Лорен наконец повернулась. Облизала губы, провела платком по измазанному помадой лицу.
— Страшная, правда? Я, Крис, договорилась, они специалиста вызовут — из Тулузы. Лекарства у них есть, сиделок я наняла… Джо тоже виноват, я же его предупредила: если что, немедленно шли телеграмму. Не ребенок же он!..
Подошла к коллеге, взяла под руку.
— Я не оправдываюсь, Кристофер. Привыкла, что Джо вроде святого Петра. Скала!.. Как не вовремя! Если нас пошлют за Пиренеи, кто с ним останется? Пойдем, малыш, перекурим. Сегодня уже вторую пачку добиваю.

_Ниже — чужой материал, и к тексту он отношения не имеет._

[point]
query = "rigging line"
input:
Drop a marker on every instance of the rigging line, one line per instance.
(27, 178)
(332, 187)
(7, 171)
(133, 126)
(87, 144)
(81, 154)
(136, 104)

Кейдж не стал напоминать, что некурящий. Не для того же позвала. У самого на душе было скверно, сквернее некуда. Хорошо ему «граалить» под теплым одеялом у растопленного квартирной хозяйкой камина. Жаль, возле Монстра оказались одни лишь жандармы-недотепы, не знающие путь в четвертое измерение!
Лорен курила прямо под мелким моросящим дождем. Кейдж стоял рядом, запахнув плащ и надвинув шляпу на нос. За Пиренеи их еще не послали, а бои уже идут, если газетам верить, в предместьях Мадрида. Какой-то генерал Мола пообещал, что к четырем штурмовым колоннам скоро присоединится пятая, спрятанная в самом городе. А еще бомбят — прямо по жилым кварталам.
— Хэм в Испанию собирается, — Мисс Репортаж подумала о том же. — Только сначала книгу хочет дописать — про своих баб[62]. А я даже не знаю, нужны мы там, не нужны?
Кейдж невольно вздернул брови. Такое от Великолепной Лорен не каждый день услышишь.
— А ты не удивляйся, малыш. У каждого из нас своя журналистка. Хэм всю жизнь доказывает, что он крутой мужчина со стальными яйцами. Ты, Крис, добрый, но глупый, вроде собаки сенбернара. Кидаешься помогать — кому надо, кому не надо — и вечно ходишь с разбитым носом… Не обиделся?
Репортер пожал плечами. Сенбернар? Все лучше, чем хорек, тем более луизианский!
— А я хочу дать людям надежду. Показать лучших, чтобы остальные за ними тянулись, верили, что и они тоже смогут, добьются, победят. В Испании надежды нет, Крис! Я же профессионал, умею читать между строк. Все бросили, все отступились. Такое точно дерьмо было с Абиссинией, но тогда мы себя успокаивали, мол, там же негры. Испанцы уже чуть посветлее. Чья очередь завтра?